In boxing or fist fighting, there are 3 pillars of defense you can use to keep yourself safe. All the defensive moves boxers learn and practice fall into one of these three foundational parts of the sport or fighting system.
1 – Move your head
This is the easiest way to protect yourself in a fight.
No matter how good your opponent or attacker is, you can make him miss his punch by moving your head. Your head should never remain in the same spot long enough for him to target you and get off a clean punch. Especially if you’re a short guy or if you like to fight on the inside, good head movement is what makes the difference between getting hit or not.
Remember: it doesn’t matter how tired you are, you can always keep your head moving. Even if you’re up against the ropes, with wobbly legs, and so fatigued you can barely hold your hands up, you can still keep your head moving and make it to the end of the round.
2 – Block a punch
The word “Blocking” can be deceptive. Lots of non-fighters think of blocking as the thing kids learn in Karate class where they go through a big, impressive ‘block’ against a punch that probably wouldn’t have landed anyway. Although those techniques are called blocks, they really aren’t. They’re really joint-locking techniques or breaking techniques.
Nevertheless, boxers and full-contact fighters do block. They just don’t do it with as much fanfare as Karate guys. Lots of guys ‘catch’ punches with the rear hand, or ‘deflect’ them with the front hand. Even if you only alter the angle of the punch by an inch, it’s still an effective block.

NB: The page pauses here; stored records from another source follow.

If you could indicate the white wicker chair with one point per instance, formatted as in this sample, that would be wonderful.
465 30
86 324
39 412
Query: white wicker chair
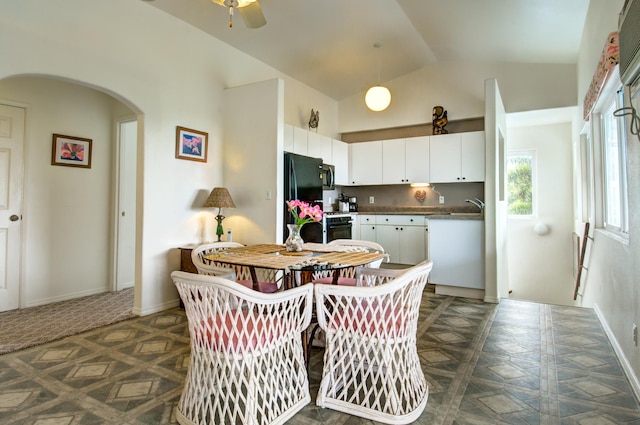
371 365
267 279
247 363
347 275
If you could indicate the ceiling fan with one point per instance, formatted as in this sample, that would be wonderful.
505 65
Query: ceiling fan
249 10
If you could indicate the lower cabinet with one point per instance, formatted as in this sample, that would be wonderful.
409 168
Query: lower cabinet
456 248
403 237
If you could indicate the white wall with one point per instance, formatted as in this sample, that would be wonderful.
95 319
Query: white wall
459 87
67 210
170 74
540 266
611 283
253 158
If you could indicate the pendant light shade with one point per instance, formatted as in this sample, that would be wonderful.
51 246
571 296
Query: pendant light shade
378 98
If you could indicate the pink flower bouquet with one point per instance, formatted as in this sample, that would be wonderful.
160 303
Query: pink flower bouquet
303 213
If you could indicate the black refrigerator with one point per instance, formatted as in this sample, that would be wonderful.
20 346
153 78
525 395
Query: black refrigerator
303 181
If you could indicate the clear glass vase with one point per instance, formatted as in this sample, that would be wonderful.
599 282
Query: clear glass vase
294 240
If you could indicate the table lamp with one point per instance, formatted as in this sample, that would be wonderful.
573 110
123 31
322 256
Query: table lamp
219 198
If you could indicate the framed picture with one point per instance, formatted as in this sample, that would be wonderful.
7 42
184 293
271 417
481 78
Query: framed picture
191 144
71 151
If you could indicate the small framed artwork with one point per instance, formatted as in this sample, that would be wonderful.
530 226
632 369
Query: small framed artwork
191 144
70 151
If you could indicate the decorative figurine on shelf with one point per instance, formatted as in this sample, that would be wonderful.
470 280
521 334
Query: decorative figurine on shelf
439 120
315 118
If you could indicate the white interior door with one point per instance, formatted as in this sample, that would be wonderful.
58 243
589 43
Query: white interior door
11 177
126 220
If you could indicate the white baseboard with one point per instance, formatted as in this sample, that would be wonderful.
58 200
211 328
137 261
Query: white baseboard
157 308
65 297
456 291
626 366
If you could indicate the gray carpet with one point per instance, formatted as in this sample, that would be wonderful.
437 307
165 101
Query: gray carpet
38 325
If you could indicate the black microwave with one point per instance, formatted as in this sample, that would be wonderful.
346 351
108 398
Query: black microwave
328 177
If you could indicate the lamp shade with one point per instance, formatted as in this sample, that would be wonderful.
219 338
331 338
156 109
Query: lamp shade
219 198
377 98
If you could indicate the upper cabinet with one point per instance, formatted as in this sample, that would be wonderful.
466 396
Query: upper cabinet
308 143
393 163
417 159
296 140
319 146
366 163
340 158
405 160
457 157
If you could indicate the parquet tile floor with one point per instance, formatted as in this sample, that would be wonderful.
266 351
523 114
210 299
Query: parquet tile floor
513 363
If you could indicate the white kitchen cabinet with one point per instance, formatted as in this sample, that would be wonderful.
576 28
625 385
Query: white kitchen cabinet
366 163
320 146
393 161
457 157
295 140
402 237
456 248
472 156
417 159
367 227
288 138
340 158
355 228
405 160
300 141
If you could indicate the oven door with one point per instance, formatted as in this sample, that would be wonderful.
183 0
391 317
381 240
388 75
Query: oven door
338 228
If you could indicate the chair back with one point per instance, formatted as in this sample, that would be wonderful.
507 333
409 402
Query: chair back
268 278
245 348
371 365
209 267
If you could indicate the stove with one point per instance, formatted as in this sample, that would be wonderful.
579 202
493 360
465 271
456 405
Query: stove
336 225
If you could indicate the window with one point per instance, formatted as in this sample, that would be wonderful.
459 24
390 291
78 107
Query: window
614 166
520 183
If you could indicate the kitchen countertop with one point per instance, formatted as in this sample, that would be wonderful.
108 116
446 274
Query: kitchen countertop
444 213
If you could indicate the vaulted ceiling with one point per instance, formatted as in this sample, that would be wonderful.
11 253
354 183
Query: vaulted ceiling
328 44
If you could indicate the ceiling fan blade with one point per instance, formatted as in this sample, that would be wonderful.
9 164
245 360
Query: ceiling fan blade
252 15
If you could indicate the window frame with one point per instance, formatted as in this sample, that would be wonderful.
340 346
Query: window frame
532 153
611 100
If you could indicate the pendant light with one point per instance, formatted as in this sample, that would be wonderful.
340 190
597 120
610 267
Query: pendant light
378 97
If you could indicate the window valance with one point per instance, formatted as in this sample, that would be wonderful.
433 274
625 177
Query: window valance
609 59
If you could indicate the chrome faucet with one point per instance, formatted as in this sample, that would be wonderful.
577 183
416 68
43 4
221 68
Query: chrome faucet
477 202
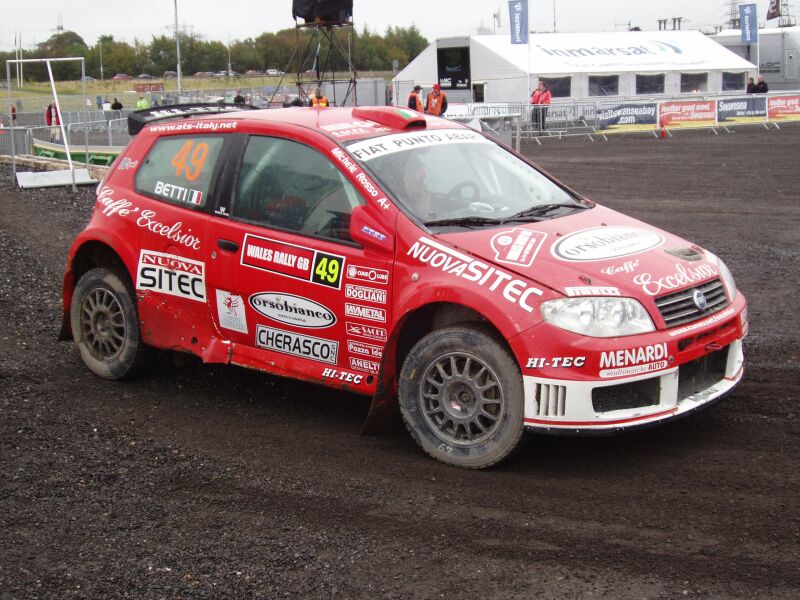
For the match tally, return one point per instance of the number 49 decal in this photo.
(327, 270)
(195, 155)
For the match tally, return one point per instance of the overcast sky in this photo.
(38, 19)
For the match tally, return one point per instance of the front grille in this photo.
(551, 400)
(679, 308)
(700, 374)
(638, 394)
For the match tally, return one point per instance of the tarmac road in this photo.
(211, 481)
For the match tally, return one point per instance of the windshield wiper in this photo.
(542, 210)
(471, 221)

Blocking is very useful in a boxing match where the fighters are wearing big gloves. It’s less useful in a bare-knuckle fight. Without gloves, it’s harder (but not impossible) to block a punch. Blocks are still useful in street fights, but the techniques are somewhat different.

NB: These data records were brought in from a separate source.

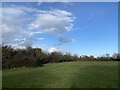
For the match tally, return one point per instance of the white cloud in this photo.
(55, 22)
(16, 30)
(40, 38)
(66, 40)
(53, 49)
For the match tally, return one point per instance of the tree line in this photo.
(34, 57)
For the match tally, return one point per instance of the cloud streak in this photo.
(54, 22)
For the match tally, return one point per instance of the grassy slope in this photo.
(64, 75)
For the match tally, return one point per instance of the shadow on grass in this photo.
(96, 77)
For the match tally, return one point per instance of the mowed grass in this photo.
(64, 75)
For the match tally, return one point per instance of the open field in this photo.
(64, 75)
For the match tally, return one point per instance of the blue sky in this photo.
(79, 28)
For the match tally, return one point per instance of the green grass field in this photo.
(64, 75)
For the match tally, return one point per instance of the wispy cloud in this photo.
(55, 22)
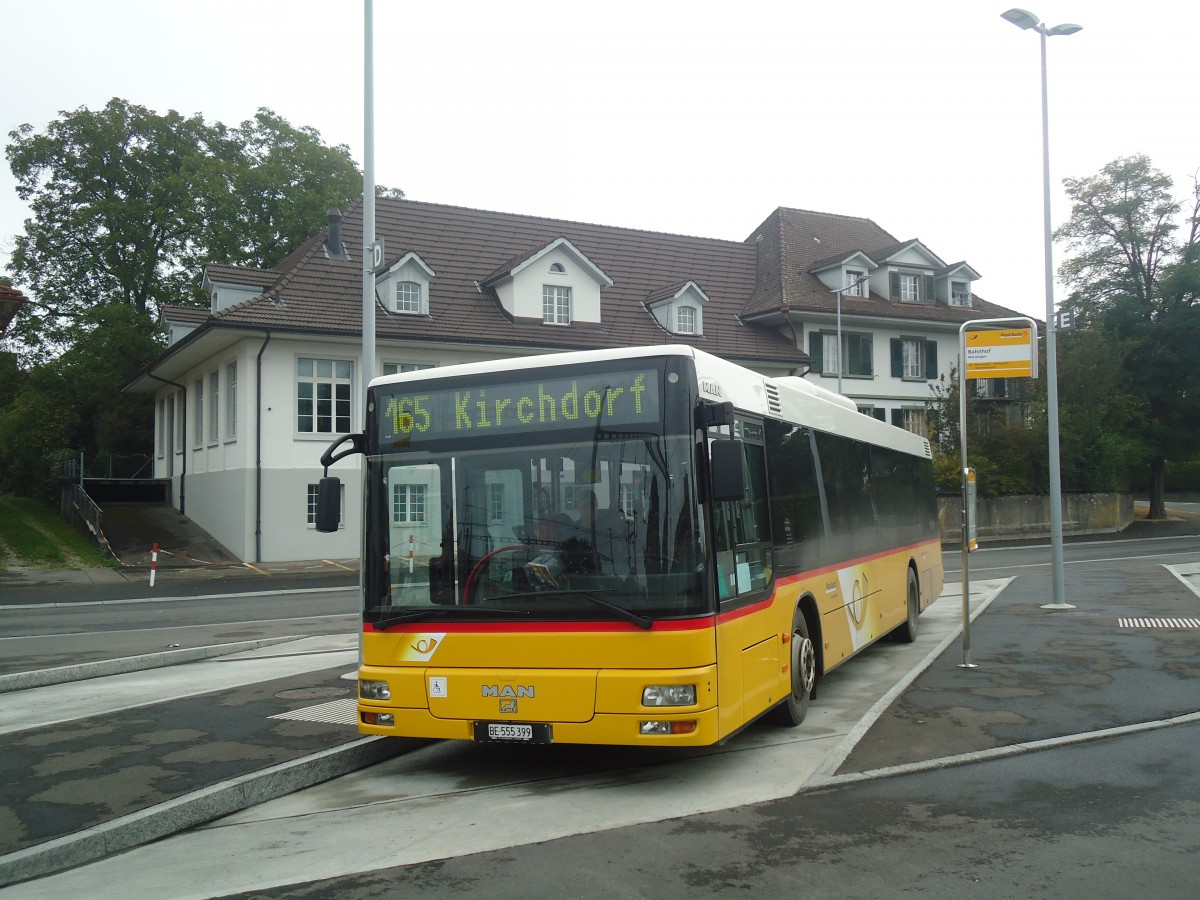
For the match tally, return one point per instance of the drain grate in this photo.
(1158, 623)
(312, 693)
(336, 712)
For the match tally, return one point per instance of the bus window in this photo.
(799, 515)
(742, 528)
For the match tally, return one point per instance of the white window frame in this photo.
(915, 420)
(231, 401)
(415, 508)
(913, 361)
(556, 304)
(853, 289)
(339, 376)
(685, 321)
(960, 293)
(831, 353)
(214, 407)
(496, 502)
(408, 298)
(198, 414)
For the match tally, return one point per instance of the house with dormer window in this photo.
(253, 387)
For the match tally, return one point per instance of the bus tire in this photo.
(804, 675)
(906, 633)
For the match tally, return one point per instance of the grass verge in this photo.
(36, 535)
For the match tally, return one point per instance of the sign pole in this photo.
(994, 353)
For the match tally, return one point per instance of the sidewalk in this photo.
(1045, 675)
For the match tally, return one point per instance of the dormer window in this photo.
(960, 293)
(912, 287)
(408, 297)
(556, 305)
(685, 321)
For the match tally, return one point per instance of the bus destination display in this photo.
(611, 400)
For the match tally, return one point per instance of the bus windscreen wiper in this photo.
(412, 613)
(643, 622)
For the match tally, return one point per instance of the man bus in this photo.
(643, 546)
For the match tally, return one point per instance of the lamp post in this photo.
(1026, 19)
(852, 285)
(369, 237)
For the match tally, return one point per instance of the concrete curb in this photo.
(197, 808)
(61, 675)
(999, 753)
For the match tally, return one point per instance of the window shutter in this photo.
(816, 351)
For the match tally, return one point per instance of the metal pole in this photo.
(839, 341)
(963, 441)
(1060, 592)
(369, 234)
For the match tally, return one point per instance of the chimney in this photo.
(334, 246)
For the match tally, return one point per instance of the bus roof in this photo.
(790, 397)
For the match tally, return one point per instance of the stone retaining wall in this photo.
(1029, 515)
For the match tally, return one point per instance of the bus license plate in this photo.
(513, 732)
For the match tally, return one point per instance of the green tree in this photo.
(1135, 281)
(127, 205)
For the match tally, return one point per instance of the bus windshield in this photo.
(592, 516)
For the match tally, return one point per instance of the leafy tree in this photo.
(127, 205)
(1137, 282)
(281, 185)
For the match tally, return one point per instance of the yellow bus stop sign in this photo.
(1001, 353)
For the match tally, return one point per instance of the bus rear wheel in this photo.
(906, 631)
(804, 675)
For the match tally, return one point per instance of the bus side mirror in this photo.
(329, 504)
(727, 465)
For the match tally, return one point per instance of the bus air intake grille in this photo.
(773, 406)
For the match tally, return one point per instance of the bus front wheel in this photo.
(804, 675)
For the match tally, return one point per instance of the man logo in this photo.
(508, 691)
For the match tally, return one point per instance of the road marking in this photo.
(335, 712)
(280, 592)
(1157, 623)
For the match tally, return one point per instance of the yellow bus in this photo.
(646, 546)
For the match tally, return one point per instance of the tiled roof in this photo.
(184, 315)
(466, 246)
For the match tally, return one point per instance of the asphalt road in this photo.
(1099, 815)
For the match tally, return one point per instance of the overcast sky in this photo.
(694, 118)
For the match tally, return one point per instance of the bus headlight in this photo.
(669, 695)
(373, 690)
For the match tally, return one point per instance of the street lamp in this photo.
(1026, 19)
(852, 285)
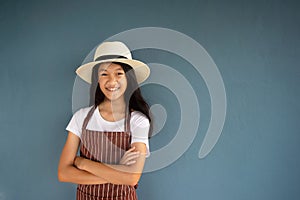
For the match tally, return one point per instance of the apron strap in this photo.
(88, 117)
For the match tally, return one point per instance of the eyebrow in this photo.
(101, 70)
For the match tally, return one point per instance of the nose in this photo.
(113, 79)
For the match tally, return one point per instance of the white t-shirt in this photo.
(139, 125)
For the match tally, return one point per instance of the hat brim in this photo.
(142, 71)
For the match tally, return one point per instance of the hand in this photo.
(129, 157)
(78, 162)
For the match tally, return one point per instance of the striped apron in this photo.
(106, 147)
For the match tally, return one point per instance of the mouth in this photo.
(112, 89)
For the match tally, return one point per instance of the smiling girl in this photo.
(113, 133)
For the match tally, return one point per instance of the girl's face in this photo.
(112, 81)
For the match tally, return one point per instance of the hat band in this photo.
(107, 57)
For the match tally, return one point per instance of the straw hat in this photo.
(113, 52)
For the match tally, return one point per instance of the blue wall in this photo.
(255, 45)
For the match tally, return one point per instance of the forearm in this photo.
(74, 175)
(116, 174)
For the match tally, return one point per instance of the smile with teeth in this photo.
(113, 89)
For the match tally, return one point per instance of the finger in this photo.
(129, 150)
(131, 162)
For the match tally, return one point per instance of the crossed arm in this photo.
(83, 171)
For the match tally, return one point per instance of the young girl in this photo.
(113, 133)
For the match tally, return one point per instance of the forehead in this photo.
(109, 67)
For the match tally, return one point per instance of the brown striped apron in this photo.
(106, 147)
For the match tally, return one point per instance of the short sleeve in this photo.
(139, 126)
(76, 122)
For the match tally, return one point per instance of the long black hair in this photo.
(133, 96)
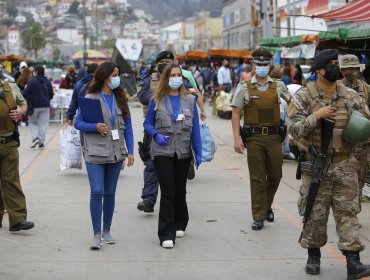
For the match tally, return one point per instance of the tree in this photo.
(73, 9)
(34, 38)
(11, 8)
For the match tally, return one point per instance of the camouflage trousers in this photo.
(339, 191)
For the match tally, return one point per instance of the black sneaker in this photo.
(35, 142)
(257, 225)
(145, 206)
(24, 225)
(191, 172)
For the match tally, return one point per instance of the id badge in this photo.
(115, 134)
(180, 117)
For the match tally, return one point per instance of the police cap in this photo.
(323, 58)
(262, 55)
(164, 55)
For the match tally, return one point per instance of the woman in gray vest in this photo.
(172, 120)
(104, 147)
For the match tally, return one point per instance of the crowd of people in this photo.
(172, 96)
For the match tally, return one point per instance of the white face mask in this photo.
(262, 71)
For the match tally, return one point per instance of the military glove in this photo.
(161, 140)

Keeping your hands up is the first and most important part of blocking a punch. Some expert boxers fight with their lead hand down, but they’re still capable of blocking with the lead shoulder or with the rear hand.
3 – Defensive footwork
Footwork – or moving your feet (as opposed to moving your head) – is the experts’ way of making an opponent miss his punch.

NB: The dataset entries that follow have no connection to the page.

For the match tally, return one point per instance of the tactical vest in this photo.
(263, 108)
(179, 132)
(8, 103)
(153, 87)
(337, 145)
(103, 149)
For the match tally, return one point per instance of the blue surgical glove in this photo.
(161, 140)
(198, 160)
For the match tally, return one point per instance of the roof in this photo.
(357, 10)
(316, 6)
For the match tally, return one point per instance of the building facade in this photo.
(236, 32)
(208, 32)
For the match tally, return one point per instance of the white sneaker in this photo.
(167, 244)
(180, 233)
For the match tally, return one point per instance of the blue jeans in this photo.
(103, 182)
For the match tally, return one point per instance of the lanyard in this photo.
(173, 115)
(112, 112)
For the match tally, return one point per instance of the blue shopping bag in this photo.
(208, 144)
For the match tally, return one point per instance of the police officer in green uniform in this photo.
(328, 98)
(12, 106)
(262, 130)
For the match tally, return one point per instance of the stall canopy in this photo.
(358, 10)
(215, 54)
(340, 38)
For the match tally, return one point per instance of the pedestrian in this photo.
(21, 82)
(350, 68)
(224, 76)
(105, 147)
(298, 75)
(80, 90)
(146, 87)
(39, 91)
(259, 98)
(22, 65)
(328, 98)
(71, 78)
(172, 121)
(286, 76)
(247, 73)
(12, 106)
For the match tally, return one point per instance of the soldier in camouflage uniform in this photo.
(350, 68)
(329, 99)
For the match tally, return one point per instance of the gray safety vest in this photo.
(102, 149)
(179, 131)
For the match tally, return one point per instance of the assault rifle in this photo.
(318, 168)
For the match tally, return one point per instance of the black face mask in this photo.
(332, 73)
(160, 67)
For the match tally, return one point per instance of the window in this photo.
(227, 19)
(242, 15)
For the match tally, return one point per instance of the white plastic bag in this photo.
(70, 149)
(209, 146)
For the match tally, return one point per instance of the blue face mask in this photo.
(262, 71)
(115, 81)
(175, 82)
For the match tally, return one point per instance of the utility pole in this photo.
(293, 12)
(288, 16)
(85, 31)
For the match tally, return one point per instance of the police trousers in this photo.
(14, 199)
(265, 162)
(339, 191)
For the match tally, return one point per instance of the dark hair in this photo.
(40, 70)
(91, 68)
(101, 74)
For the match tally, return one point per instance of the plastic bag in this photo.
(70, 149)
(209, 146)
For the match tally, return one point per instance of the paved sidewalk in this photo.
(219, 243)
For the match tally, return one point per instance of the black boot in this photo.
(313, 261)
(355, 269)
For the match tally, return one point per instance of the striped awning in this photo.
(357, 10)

With subtle adjustments of stance and footwork, an expert fighter can make his opponent punch air. And when he hits back, he’s in range to land damaging counterpunches.
Pick one technique and work on it
So if you’re getting hit too much in sparring, make the decision to practice one of these three aspects of fighting defense. Learn all you can about it and work on it until you feel like you’re surrounded by an impenetrable shield.
If you’re a big, tough guy, you might decide to get good at blocking punches. If you’re small and agile, footwork might be your friend. And no matter who you are, you have to learn how to move your head.
Have fun with your training and remember to always keep your chin down!